Before the end of the year (if all goes as planned), a team led by Monadnock Development will break ground on the city's first building full of micro-units at 335 East 27th Street, the result of a competition meant to bring the principles of good design to bear on local demographic change. A panel of people from Monadnock, nARCHITECTS (which designed the winning micro apartment shown above), the Department of Housing Preservation and Development, and City Planning got together at the Museum of the City of New York last night to chat about the future of NYC micro-living, and in the process revealed a few things about the East 27th Street project.

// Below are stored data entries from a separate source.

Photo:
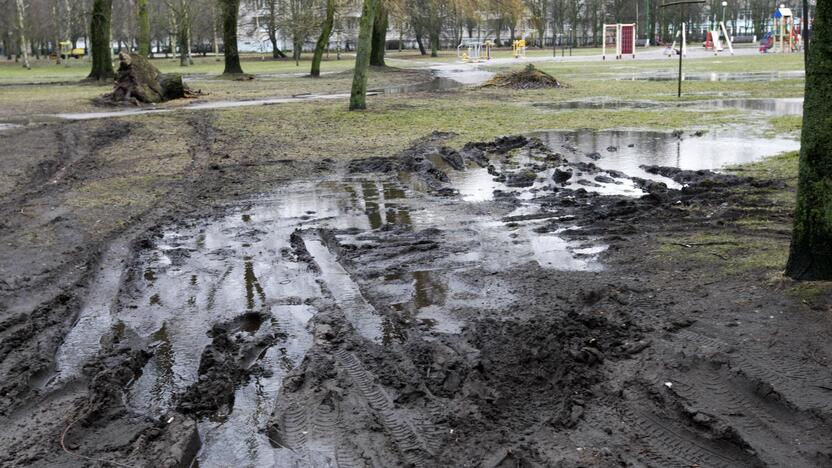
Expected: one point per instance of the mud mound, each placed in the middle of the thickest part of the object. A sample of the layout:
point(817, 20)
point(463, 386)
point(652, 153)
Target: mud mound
point(225, 364)
point(544, 365)
point(527, 78)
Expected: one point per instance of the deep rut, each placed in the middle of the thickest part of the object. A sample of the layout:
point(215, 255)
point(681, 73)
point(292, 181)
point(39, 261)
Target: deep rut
point(802, 388)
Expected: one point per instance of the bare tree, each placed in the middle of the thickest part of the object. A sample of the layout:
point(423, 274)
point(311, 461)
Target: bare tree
point(230, 11)
point(21, 30)
point(323, 40)
point(102, 54)
point(358, 97)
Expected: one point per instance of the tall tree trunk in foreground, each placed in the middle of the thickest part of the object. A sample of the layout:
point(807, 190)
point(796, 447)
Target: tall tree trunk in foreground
point(358, 97)
point(379, 35)
point(144, 28)
point(102, 52)
point(230, 10)
point(272, 25)
point(216, 42)
point(21, 25)
point(323, 40)
point(811, 249)
point(184, 43)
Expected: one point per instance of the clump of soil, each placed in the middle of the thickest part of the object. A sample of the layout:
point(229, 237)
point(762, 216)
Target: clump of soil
point(139, 82)
point(527, 78)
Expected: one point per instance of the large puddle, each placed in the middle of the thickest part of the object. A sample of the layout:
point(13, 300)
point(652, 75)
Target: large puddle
point(716, 76)
point(627, 151)
point(774, 106)
point(268, 266)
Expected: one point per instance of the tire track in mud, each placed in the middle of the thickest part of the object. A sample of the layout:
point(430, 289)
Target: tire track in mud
point(314, 434)
point(754, 420)
point(410, 439)
point(669, 444)
point(798, 387)
point(346, 293)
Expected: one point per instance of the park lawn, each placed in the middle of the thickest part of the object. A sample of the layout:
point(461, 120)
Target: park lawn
point(46, 71)
point(769, 63)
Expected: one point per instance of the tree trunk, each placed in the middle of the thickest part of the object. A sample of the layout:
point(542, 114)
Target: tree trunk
point(358, 97)
point(379, 35)
point(182, 39)
point(276, 52)
point(804, 30)
point(144, 28)
point(21, 25)
point(323, 40)
point(230, 10)
point(811, 249)
point(102, 53)
point(421, 44)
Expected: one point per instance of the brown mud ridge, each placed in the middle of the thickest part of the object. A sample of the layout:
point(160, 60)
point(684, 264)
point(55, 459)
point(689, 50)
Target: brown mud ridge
point(398, 326)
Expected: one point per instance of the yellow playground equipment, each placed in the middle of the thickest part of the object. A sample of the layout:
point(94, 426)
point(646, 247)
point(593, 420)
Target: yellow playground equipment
point(785, 30)
point(519, 48)
point(475, 51)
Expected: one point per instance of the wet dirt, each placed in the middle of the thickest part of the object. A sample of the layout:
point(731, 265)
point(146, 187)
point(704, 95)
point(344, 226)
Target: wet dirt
point(440, 307)
point(718, 76)
point(776, 106)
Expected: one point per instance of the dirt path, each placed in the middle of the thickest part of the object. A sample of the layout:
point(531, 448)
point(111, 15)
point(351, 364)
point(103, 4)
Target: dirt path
point(367, 315)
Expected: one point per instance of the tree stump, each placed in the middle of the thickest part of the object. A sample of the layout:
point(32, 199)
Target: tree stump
point(139, 82)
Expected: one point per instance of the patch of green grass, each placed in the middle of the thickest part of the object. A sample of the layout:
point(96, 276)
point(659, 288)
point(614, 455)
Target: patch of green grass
point(785, 124)
point(781, 167)
point(46, 71)
point(327, 129)
point(729, 251)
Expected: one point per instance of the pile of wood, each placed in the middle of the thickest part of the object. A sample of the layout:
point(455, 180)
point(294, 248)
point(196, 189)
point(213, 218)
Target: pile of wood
point(527, 78)
point(139, 82)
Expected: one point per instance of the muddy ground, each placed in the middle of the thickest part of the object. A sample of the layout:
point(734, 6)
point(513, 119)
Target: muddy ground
point(392, 323)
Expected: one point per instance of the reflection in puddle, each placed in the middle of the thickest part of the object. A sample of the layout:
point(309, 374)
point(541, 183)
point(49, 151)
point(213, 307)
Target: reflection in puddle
point(240, 438)
point(346, 292)
point(714, 76)
point(780, 106)
point(419, 255)
point(437, 84)
point(712, 150)
point(95, 319)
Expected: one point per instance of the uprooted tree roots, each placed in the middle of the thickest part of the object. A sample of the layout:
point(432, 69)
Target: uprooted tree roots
point(139, 82)
point(527, 78)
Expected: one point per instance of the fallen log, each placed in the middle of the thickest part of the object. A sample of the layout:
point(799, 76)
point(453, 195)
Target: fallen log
point(138, 82)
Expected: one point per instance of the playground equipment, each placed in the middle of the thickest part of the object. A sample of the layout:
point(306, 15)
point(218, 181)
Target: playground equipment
point(683, 51)
point(714, 41)
point(767, 42)
point(624, 37)
point(786, 29)
point(476, 51)
point(519, 48)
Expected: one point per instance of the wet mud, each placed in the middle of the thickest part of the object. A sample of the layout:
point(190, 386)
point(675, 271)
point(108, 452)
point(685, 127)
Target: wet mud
point(497, 305)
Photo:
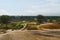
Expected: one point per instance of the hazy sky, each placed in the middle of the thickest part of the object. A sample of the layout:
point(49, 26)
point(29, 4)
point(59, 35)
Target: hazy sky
point(30, 7)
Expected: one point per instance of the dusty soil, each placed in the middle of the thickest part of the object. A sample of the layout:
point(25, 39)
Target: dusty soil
point(28, 35)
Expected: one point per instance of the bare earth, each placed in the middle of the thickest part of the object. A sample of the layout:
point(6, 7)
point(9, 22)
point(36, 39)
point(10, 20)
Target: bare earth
point(30, 35)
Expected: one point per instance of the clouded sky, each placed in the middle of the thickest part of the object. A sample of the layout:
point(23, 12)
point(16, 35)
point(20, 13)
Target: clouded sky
point(30, 7)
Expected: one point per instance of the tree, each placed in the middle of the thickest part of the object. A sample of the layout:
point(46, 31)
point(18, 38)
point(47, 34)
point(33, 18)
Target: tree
point(4, 19)
point(40, 18)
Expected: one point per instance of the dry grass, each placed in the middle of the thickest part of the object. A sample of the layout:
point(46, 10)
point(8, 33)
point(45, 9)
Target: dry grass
point(26, 35)
point(49, 26)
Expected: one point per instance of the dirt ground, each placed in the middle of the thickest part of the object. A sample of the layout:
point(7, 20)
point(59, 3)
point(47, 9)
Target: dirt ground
point(27, 35)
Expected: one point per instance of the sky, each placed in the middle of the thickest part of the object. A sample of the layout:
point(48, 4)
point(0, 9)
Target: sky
point(30, 7)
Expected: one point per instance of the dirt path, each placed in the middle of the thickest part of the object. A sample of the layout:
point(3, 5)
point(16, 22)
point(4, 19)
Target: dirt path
point(27, 35)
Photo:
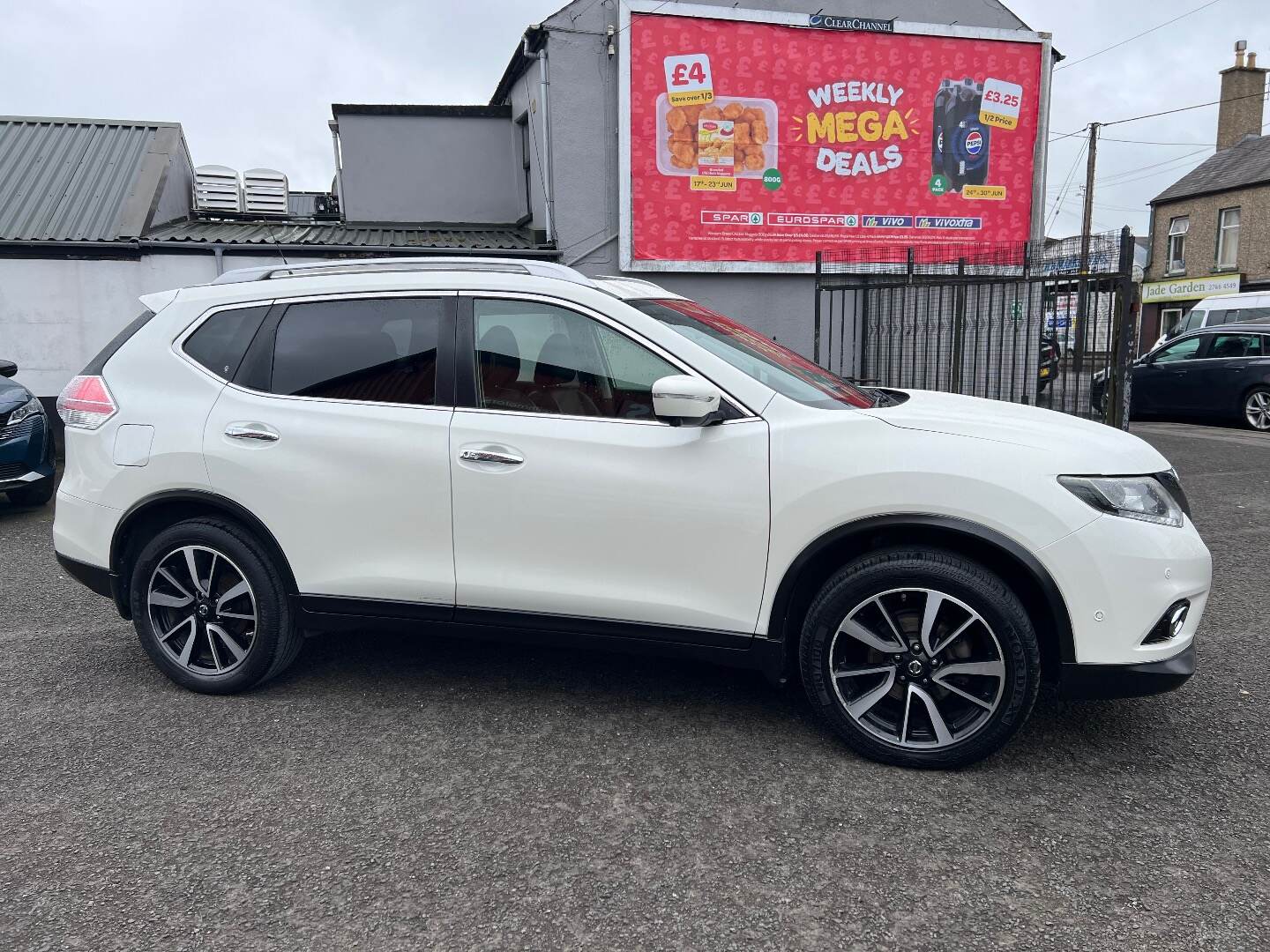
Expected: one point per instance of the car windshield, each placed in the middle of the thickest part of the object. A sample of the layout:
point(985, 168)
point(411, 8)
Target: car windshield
point(750, 352)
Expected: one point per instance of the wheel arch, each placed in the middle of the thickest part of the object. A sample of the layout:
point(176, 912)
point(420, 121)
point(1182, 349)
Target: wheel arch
point(168, 508)
point(1019, 568)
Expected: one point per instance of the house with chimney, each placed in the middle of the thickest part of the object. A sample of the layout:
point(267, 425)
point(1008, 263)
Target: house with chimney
point(1211, 228)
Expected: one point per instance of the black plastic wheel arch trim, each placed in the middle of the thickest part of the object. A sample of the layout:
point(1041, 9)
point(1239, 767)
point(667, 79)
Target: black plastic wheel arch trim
point(213, 501)
point(94, 577)
point(1054, 600)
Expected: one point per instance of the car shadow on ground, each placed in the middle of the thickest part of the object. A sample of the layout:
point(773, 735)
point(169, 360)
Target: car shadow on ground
point(666, 695)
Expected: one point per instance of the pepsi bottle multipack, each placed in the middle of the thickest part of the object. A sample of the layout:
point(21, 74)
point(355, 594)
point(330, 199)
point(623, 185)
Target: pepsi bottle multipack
point(959, 149)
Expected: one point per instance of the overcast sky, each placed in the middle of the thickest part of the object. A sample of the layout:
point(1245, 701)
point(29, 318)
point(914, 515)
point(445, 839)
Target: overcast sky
point(251, 81)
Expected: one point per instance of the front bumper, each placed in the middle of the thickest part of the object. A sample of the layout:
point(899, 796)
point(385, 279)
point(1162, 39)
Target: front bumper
point(1111, 681)
point(26, 453)
point(1117, 576)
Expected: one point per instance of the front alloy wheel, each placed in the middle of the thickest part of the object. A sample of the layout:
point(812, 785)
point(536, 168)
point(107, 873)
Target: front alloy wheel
point(1256, 409)
point(917, 668)
point(920, 658)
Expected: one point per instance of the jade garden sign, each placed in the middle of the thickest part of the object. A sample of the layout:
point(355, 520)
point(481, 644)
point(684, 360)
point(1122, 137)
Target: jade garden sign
point(1189, 288)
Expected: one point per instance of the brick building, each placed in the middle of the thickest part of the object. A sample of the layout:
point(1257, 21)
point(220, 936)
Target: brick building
point(1211, 228)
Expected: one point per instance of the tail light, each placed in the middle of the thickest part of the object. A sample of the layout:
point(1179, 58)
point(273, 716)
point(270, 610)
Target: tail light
point(86, 403)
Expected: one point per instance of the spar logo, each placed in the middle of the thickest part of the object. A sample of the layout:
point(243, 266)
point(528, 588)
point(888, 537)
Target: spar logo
point(732, 217)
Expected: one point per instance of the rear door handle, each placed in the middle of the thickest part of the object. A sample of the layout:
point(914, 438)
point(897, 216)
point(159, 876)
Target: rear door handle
point(251, 433)
point(489, 456)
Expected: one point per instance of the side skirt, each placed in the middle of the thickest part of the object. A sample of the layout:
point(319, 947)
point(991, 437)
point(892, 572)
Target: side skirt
point(733, 649)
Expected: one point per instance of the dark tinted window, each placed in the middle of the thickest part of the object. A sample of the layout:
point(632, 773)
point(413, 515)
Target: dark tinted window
point(539, 358)
point(1181, 351)
point(221, 340)
point(381, 349)
point(1235, 346)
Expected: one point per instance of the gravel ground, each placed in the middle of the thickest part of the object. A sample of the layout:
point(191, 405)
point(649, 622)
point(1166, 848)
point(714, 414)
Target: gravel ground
point(401, 793)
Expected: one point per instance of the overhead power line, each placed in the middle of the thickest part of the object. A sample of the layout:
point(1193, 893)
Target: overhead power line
point(1166, 112)
point(1137, 36)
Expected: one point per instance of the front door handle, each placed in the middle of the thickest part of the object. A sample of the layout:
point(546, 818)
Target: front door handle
point(489, 456)
point(251, 433)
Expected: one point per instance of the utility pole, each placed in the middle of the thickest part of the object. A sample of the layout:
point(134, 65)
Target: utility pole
point(1082, 291)
point(1087, 217)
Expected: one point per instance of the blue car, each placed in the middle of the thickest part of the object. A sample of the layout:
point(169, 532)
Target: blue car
point(26, 450)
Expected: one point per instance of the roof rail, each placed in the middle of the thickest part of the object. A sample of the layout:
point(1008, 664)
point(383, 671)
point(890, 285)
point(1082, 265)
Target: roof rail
point(370, 265)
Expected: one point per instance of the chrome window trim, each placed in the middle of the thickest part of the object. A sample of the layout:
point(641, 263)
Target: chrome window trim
point(617, 326)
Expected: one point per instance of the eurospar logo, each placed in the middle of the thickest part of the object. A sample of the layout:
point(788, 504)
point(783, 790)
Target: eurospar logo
point(886, 221)
point(811, 219)
point(947, 224)
point(715, 217)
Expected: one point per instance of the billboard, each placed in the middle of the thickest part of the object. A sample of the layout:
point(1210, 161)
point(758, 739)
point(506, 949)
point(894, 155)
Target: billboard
point(752, 140)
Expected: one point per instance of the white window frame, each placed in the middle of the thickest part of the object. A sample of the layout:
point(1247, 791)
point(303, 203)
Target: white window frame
point(1177, 228)
point(1224, 239)
point(1169, 324)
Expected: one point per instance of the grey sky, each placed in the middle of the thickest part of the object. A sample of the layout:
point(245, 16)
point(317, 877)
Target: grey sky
point(251, 80)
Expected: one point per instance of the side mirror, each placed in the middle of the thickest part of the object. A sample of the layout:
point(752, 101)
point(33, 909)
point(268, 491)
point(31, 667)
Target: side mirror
point(683, 400)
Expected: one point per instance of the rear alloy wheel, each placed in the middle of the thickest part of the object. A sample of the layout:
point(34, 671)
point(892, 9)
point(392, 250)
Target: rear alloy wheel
point(920, 658)
point(1256, 409)
point(202, 609)
point(211, 608)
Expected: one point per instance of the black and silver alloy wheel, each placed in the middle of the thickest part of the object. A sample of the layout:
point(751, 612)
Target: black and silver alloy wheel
point(917, 668)
point(920, 658)
point(202, 609)
point(211, 606)
point(1256, 409)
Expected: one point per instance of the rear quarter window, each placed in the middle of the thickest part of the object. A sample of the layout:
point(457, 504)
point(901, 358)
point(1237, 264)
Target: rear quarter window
point(221, 340)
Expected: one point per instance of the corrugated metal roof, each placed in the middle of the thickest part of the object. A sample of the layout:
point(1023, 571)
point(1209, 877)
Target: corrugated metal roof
point(234, 233)
point(69, 179)
point(1246, 163)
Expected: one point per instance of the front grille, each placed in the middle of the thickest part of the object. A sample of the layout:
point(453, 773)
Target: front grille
point(17, 430)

The building was designed to look, from the side, like four towers, explained nARCHITECTS' Mimi Hoang, inspired by Hugh Ferriss's drawings but with a contemporary twist. Reducing the size of the apartments?the 55 units in the building will be between 250 and 370 square feet, below the limit ordinarily allowed under NYC zoning codes?means "we have to give something back," Hoang said. In this case, that something is more light and air within the units, thanks to higher ceilings, and a glassy ground floor to thin the barrier between building and street. (The rest of the building will have a brick facade laid over modular units.) The apartments are studios, but they're designed to feel like more than studios: the right side of each unit will be what Hoang describes as the "toolbox," the essential kitchen, bathroom, and storage spaces each renter needs; the left side will be the "canvas," a somewhat customizable living space.
So how much will these spaces cost? Monadnock's Nick Lembo said the building's market-rate units will probably ask around $2,000 or $2,100/month. (Affordable units will range from $940/month to $1,800/month.) For the developer, the income minus expenses results in a "less than exorbitant" profit, but Lembo and Monadnock were enthusiastic enough about the project to sign on anyway. If this pilot attempt?restricted by its location on a small city lot?succeeds, the panelists all agreed that we can expect larger-scale efforts toward small-scale living. The city already has plans to call on developers for two or three more micro-unit proposals this year.